03 February 2010

We Don't Need no Stinkin' Innovation

Artima is a running bunch of message threads on subjects generally related to coding; occasionally databases directly, but not so much recently. There is a current thread, started by Bruce Eckel, discussing the proposition that software development has stalled. The thread then mixed in ideas of innovation and concurrent machines. Well, this was too much to ignore. Herewith my contribution; I find that it stands pretty much on its own, and makes another case for the point of this endeavor.

While it is true that development has stalled, the stall began with java. Java did not usher in a wave of innovation, which has somehow petered out. It merely allowed the ignorant to recreate the paradigms of the 1960's.

The web, so far, is semantically implemented exactly the same way as COBOL/3270 code, circa 1970. You have a dumb datastore, managed by bespoke code, talking to a semi-smart block mode terminal. The only difference is some syntax (COBOL on the mainframe vs. java on the server, 3270 edit language on the terminal vs. html/javascript on the browser), but the method is identical. Better ways were discovered between 1970 and 2000, but the folks, young-uns mostly, who stole the process were quite ignorant of these. They revel in "languages" rather than systems.

The principle reason this is so amusing is that there was far and away more innovation in systems through the 1980's. There were multiple mainframe machines, each with a specific instruction set (aka, architecture), as well as an emerging group of mini-computers, again, each with a specific architecture; among them explicitly parallel machines. Machines were innovated to solve problems heretofore unsolved. We've devolved to a near mono-culture: the X86 instruction set and z/ instruction set. The ARM processor is gaining some traction, and may pull us out of the weeds; it is aimed at a different problem.

All this kerfuffle about concurrent languages is so misinformed, again, because those who consider themselves players weren't around when parallel architectures were first developed in the late 1970's. Those architectures basically went nowhere, and not because they were poor architectures, but because there aren't many problems (in the computer science sense) that benefit from parallelism. As to concurrency in linear problems, see Amdahl's law (it's been mentioned before).

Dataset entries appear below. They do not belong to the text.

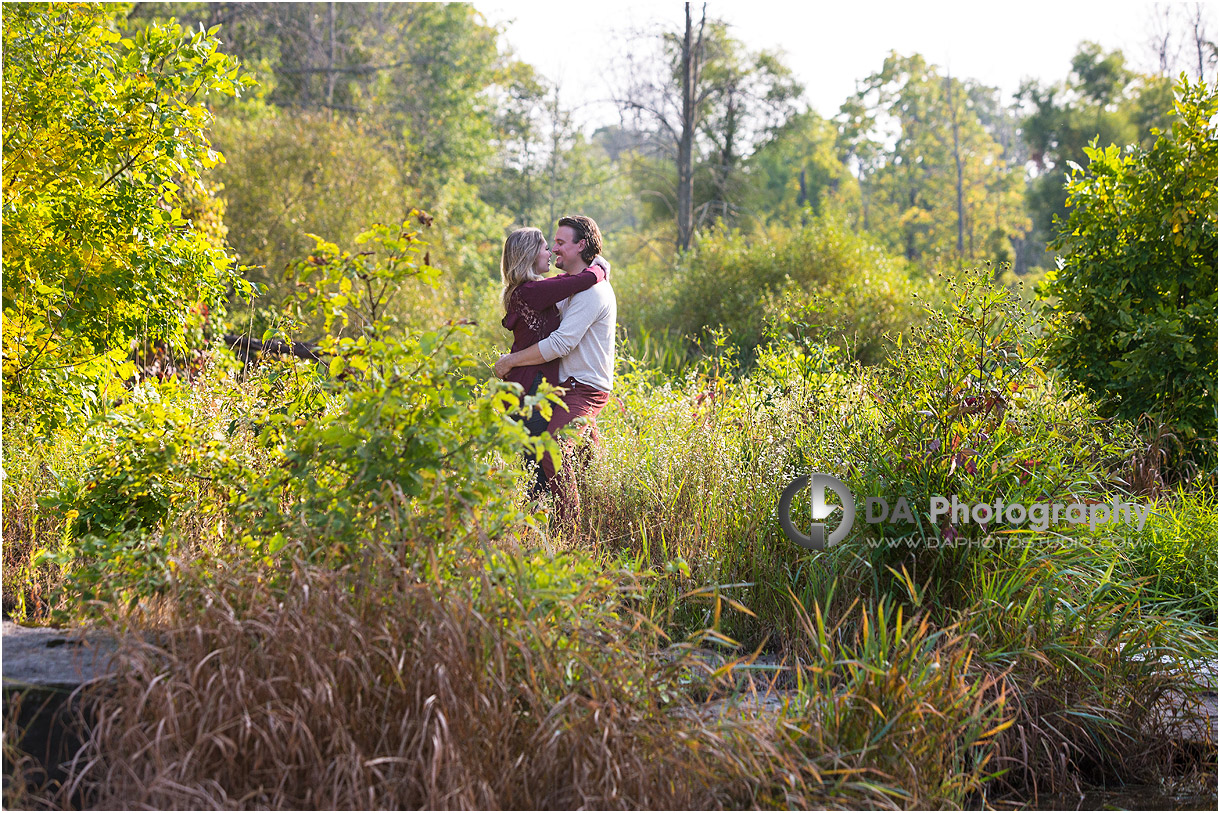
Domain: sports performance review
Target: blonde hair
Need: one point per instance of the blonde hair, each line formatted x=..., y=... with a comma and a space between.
x=517, y=260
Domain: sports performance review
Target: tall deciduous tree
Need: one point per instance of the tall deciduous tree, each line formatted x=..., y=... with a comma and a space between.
x=100, y=133
x=1101, y=99
x=935, y=180
x=708, y=103
x=1136, y=288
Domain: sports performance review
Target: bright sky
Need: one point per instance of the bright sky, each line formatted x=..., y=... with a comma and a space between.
x=832, y=45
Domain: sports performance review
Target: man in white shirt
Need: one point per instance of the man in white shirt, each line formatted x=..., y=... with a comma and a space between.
x=583, y=343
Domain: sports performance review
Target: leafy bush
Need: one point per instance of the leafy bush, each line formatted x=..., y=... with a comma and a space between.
x=1136, y=291
x=819, y=275
x=963, y=409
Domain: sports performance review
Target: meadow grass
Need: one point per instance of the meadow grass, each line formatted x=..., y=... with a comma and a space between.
x=439, y=657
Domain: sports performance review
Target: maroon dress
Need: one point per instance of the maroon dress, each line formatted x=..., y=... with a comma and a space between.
x=532, y=316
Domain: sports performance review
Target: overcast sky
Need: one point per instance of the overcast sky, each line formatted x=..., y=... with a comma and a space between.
x=832, y=45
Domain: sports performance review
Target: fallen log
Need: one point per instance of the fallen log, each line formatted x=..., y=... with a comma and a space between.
x=248, y=348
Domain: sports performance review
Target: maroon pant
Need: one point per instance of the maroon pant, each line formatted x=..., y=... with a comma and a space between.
x=580, y=401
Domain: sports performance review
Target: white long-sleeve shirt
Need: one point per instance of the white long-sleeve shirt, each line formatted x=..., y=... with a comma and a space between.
x=583, y=342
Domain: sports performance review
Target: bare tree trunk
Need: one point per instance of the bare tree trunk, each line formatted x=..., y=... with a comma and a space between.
x=330, y=73
x=692, y=48
x=957, y=160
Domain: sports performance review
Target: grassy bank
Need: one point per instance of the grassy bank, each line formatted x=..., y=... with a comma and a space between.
x=354, y=607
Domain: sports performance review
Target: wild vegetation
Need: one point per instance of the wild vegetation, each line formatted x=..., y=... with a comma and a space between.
x=331, y=586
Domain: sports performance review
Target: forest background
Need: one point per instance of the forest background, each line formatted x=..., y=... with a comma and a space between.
x=250, y=300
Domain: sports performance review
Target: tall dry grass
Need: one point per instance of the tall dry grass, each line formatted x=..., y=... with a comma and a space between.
x=375, y=691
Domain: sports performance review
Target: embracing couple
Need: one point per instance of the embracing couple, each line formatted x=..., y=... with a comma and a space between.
x=563, y=333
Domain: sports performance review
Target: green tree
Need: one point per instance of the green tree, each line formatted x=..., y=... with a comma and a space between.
x=1136, y=289
x=292, y=173
x=705, y=104
x=799, y=172
x=1101, y=99
x=944, y=188
x=100, y=132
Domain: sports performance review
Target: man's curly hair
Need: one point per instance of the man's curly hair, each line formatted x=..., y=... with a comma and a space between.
x=584, y=230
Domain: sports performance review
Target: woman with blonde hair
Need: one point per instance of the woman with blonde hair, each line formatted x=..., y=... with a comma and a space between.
x=530, y=299
x=531, y=314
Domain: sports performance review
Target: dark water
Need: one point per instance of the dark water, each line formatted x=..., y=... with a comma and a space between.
x=1132, y=797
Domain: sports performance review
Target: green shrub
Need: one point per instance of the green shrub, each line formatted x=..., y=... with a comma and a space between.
x=961, y=408
x=1136, y=291
x=819, y=275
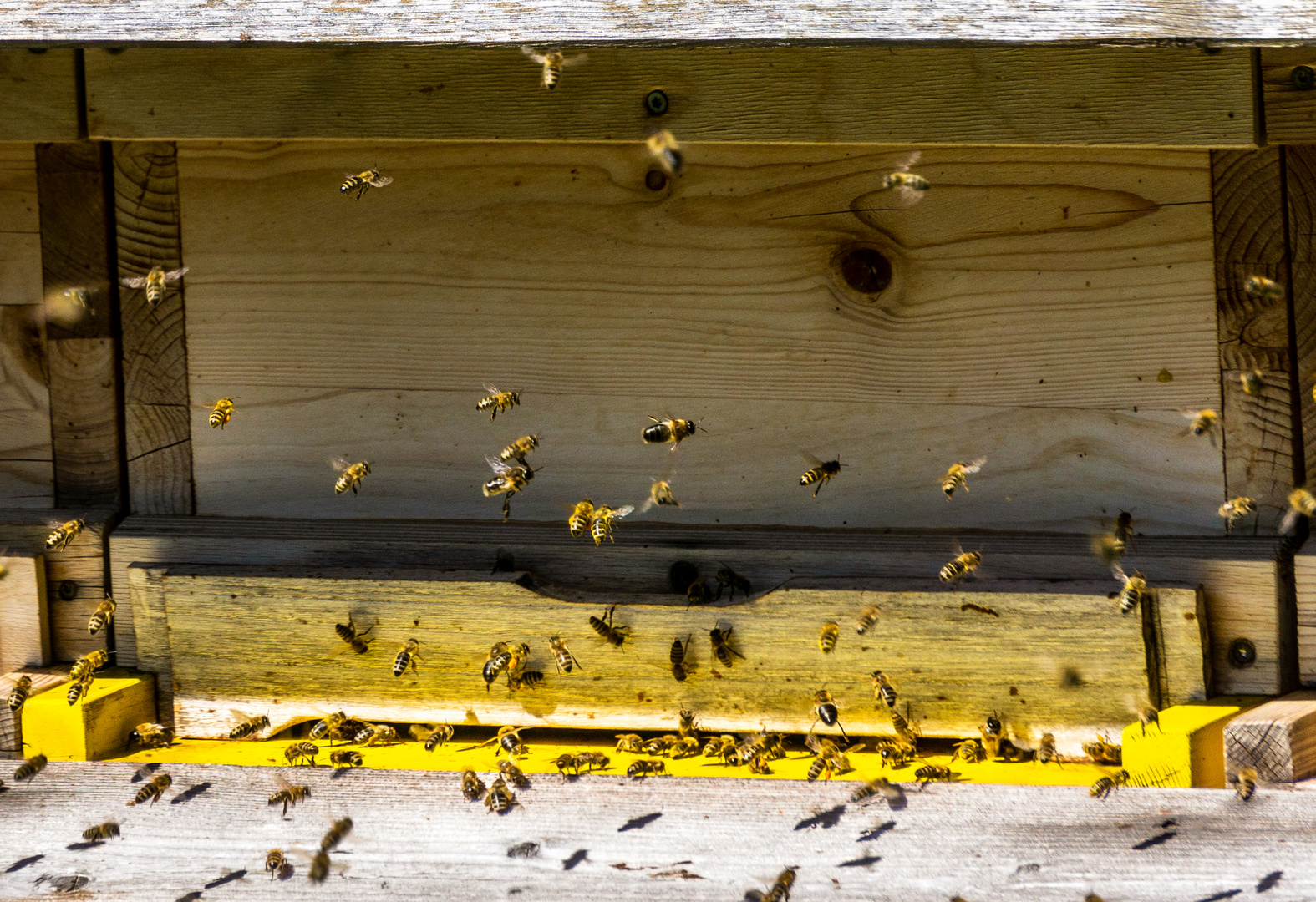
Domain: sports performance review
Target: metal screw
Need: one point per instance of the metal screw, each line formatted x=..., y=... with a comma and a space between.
x=656, y=103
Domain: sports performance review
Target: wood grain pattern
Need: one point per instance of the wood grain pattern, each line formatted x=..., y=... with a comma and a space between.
x=553, y=270
x=986, y=842
x=155, y=400
x=1167, y=96
x=1242, y=577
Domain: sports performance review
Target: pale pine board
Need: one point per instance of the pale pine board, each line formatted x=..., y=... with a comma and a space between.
x=1037, y=295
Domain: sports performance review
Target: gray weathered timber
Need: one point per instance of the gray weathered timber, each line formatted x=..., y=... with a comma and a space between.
x=597, y=21
x=416, y=838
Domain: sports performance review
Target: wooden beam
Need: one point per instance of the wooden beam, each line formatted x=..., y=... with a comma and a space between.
x=1169, y=96
x=155, y=401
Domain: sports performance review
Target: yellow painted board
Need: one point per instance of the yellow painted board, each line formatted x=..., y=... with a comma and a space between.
x=96, y=726
x=1187, y=748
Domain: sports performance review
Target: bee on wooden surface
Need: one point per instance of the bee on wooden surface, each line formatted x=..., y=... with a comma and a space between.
x=602, y=521
x=347, y=758
x=723, y=650
x=103, y=616
x=64, y=534
x=287, y=794
x=826, y=638
x=613, y=636
x=553, y=63
x=153, y=789
x=954, y=478
x=221, y=414
x=350, y=475
x=647, y=768
x=20, y=692
x=507, y=481
x=821, y=472
x=155, y=281
x=1135, y=588
x=1108, y=784
x=670, y=432
x=471, y=785
x=1235, y=509
x=407, y=656
x=302, y=751
x=498, y=401
x=102, y=831
x=363, y=182
x=251, y=727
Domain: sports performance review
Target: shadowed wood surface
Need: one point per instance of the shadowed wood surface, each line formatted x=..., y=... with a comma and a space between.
x=1167, y=96
x=414, y=837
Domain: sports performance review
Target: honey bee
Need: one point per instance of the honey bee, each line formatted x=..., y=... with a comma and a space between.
x=723, y=650
x=288, y=794
x=670, y=430
x=1135, y=588
x=302, y=751
x=407, y=656
x=251, y=727
x=222, y=413
x=350, y=475
x=153, y=789
x=954, y=478
x=347, y=758
x=553, y=63
x=498, y=401
x=663, y=148
x=18, y=695
x=821, y=472
x=363, y=182
x=828, y=636
x=64, y=534
x=155, y=283
x=613, y=636
x=507, y=481
x=103, y=617
x=1235, y=509
x=602, y=521
x=150, y=735
x=29, y=768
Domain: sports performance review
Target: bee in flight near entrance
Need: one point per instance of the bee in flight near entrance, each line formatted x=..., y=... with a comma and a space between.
x=553, y=63
x=363, y=182
x=155, y=281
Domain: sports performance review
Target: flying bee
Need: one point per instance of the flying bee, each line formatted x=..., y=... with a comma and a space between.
x=828, y=636
x=103, y=617
x=287, y=794
x=821, y=472
x=1235, y=509
x=222, y=413
x=1135, y=588
x=670, y=430
x=553, y=63
x=153, y=789
x=363, y=182
x=663, y=148
x=613, y=636
x=155, y=283
x=18, y=695
x=64, y=534
x=723, y=650
x=602, y=521
x=350, y=475
x=954, y=478
x=498, y=401
x=407, y=656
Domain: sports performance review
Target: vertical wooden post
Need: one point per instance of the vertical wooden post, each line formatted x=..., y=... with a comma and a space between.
x=157, y=420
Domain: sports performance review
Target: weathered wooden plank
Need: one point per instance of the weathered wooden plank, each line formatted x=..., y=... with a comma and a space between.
x=155, y=400
x=1167, y=96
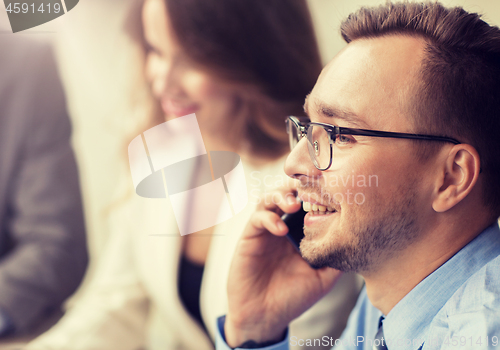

The notion that ad hoc language creation will make it easy to use multi-core/processor machines to execute linear problems (virtually every application which is not a server) more efficiently, is fantasy. Even without Amdahl's law, simple logic (which one may argue is all Amdahl was expressing) makes it clear.

The problem which is staring the industry in the face is the re-siloing of applications as a result of web kiddies' love affair with languages rather than systems, which leads to the "explosion of data". Dr. Codd, bless his heart, gave us the answer: replace code with disciplined data. But because these self-appointed players have a hammer called "languages", they seek to create "new" ones to solve a problem (nail) which is not language solvable.

To accept that the solution is to implement shared, disciplined datastores, is to accept that each application is not going to be its own little fiefdom. Further amusement here, in that Bruce (and many others, as well) make much of "community" of coders in these discussions, but absolutely reject the notion that "community" can be applied to datastores. NEVER do that. If they did that, then there'd be so much less code to build. There'd be so much less "freedom" to make up one's own rules about this and that. So we get a Tower of Babel; each cabal of coders pissing on its territorial boundaries. My code. My data. You don't understand what I'm trying to do here. And so forth. And so very mainframe 60's. Your grandfather said the same thing.

Note that the multi-core/processor machine is not a new architecture, but rather just the aggregation of existing Von Neumann machines (linear execution with an existing instruction set). These are not machines based on an architecture which accepts code and parallelizes it for execution by some new non-linear instruction set.

This is all wasteful wheel spinning. The linear instruction sets are (save for register size expansion) fundamentally unaltered for 30 years (nearly 50 for the z/). ARM takes RISC to a logical conclusion, and attacks an utterly different problem from that of the X86 machines.

This proliferation of languages is scribbling around the edges. They all have to (compile to and) execute on the same old X86 instruction set. You can't (well, really) push a square peg in a round hole. Today's multi-machines aren't really designed for parallel algorithms (and how many of those are there?), they're just miniaturized versions of the IBM 360 MFT (that's 1965 for those keeping track) machines.

The answer to the density/speed/heat problem won't be found in such ad hoc language sand castles. It will require some really smart hardware engineers (are there any left?) figuring out the successor to the Von Neumann architecture. Have fun making new languages, but don't delude yourselves into thinking that you'll actually be solving the real problem. The problem isn't in high level application languages. The answer is either in databases (replacing code with data, leaving display to application languages) or in new hardware architecture.


TroyK said...

Nice post, including some good quotables :)

Are you familiar with Toon Koppelaars' thoughts on a data-centric architecture? Excellent points, and, with hope, the start of something better in software development.


Take Care,

Robert Young said...

Absolutely. One of my earlier posts is a discussion of the book:

Hopefully, the industry will see the light and not let the skies be Cloudy all day.